Intellectual property (IP) is exactly one of those grey areas that most new entrepreneurs ignore as they plan for development and expansion. So, to make sure you’re not caught off guard, here are some common pitfalls to keep an eye out for.
Failing to Identify your IP
If you’re new to business or just starting as an entrepreneur, you may think you don’t have to worry about protecting intellectual property, because there’s none available. But this is where you would be terribly wrong.
The moment you register a business name and think about a brand, you start creating intellectual property elements. Let’s say you want to run a crowdfunding campaign to get your dream started from the ground. As you create the online page of the campaign (which goes on the crowdfunding platform), you will have to disclose sensitive information such as product name, schematics, development plans, and so on.
All these are in fact, IP assets and you should make sure they are protected by law before making them public.

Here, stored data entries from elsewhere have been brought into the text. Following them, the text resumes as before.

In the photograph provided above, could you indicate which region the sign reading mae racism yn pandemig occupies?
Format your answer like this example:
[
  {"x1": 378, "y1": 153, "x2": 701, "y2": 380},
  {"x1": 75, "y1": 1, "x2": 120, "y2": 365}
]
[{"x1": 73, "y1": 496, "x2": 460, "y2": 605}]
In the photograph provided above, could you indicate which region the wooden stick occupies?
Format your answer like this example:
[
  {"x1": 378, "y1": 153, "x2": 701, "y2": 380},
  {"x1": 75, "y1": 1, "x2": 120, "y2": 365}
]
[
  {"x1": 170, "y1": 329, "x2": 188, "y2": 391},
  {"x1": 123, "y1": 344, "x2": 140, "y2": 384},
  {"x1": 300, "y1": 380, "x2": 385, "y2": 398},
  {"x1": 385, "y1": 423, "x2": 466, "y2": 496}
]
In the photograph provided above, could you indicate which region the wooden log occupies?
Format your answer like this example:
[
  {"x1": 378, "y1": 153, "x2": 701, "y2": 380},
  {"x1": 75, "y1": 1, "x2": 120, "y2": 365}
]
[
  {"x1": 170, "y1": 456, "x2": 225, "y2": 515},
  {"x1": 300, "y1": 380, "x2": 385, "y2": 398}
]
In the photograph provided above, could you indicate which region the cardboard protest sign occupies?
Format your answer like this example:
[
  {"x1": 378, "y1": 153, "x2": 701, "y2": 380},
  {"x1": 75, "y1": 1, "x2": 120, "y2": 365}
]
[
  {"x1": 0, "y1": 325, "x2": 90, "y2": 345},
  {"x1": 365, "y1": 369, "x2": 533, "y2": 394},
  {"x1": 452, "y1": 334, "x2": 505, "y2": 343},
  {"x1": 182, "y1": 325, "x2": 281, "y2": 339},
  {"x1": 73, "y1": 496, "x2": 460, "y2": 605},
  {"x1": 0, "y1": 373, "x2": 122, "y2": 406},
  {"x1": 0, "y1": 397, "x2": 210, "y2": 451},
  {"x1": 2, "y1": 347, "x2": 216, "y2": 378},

The same is valid if you work with collaborators (employees, partners, or contractors). It is important to establish documentation that puts you in the position of owning the intellectual property being created. This can be anything from online content creation, drawings of a building, logos, the schematics of a new product, and more.

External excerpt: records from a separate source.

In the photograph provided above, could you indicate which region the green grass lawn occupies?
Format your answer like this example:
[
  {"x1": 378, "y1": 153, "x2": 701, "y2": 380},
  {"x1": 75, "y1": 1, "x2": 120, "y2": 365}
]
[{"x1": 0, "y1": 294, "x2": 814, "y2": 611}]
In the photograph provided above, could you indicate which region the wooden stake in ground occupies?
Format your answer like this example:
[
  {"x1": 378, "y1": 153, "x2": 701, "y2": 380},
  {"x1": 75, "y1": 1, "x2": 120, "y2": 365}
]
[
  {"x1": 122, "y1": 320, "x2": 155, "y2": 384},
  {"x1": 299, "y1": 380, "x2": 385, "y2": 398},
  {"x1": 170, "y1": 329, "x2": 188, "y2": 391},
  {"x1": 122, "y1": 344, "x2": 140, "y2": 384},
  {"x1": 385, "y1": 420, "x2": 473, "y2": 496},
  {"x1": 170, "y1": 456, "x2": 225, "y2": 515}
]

Keep in mind that, if you don’t use a work for hire agreement, the contractor is the one owning the intellectual property and not your business.
This means that, if you contract a designer to create a logo for your business, your company won’t be the owner of said logo even if it’s clear that an exchange of money took place. You need a specific type of documentation that clearly stipulates who will hold the ownership.
Not Knowing About the Different Types of IP
What’s the first thing that comes to mind when you think about intellectual property? Many entrepreneurs seem to think that it’s all about filing for patents and copyright infringement.
Still, if you study the law, you will find out that trademarks, copyrights, and trade secrets are also considered forms of IP protection.
For instance, you should apply for a trademark registration when you want to protect a logo or a brand, for copyright protection when you want to protect music or written works, and for trade secrets when you want to keep safe the secrets that make your business unique (recipes, special processes, or formulas).
Not Doing Thorough Research
While it’s true that intellectual property laws and regulations can be confusing and difficult to browse, if you fail to do the research, you risk making costly mistakes.
For instance, one of the most common mistakes is choosing a business name or slogan that is confusingly similar to one that’s already in use, in the same jurisdiction. This can lead to copyright infringement later down the road.
Also, just because you use a business name and register an online domain to it, it does not confer trademark protection. On the other hand, if you register a name as a trademark, it doesn’t mean you have exclusive rights over it on all domains.
Intellectual property is not just a buzzword; it’s an extra layer of protection that will help keep the business going forward!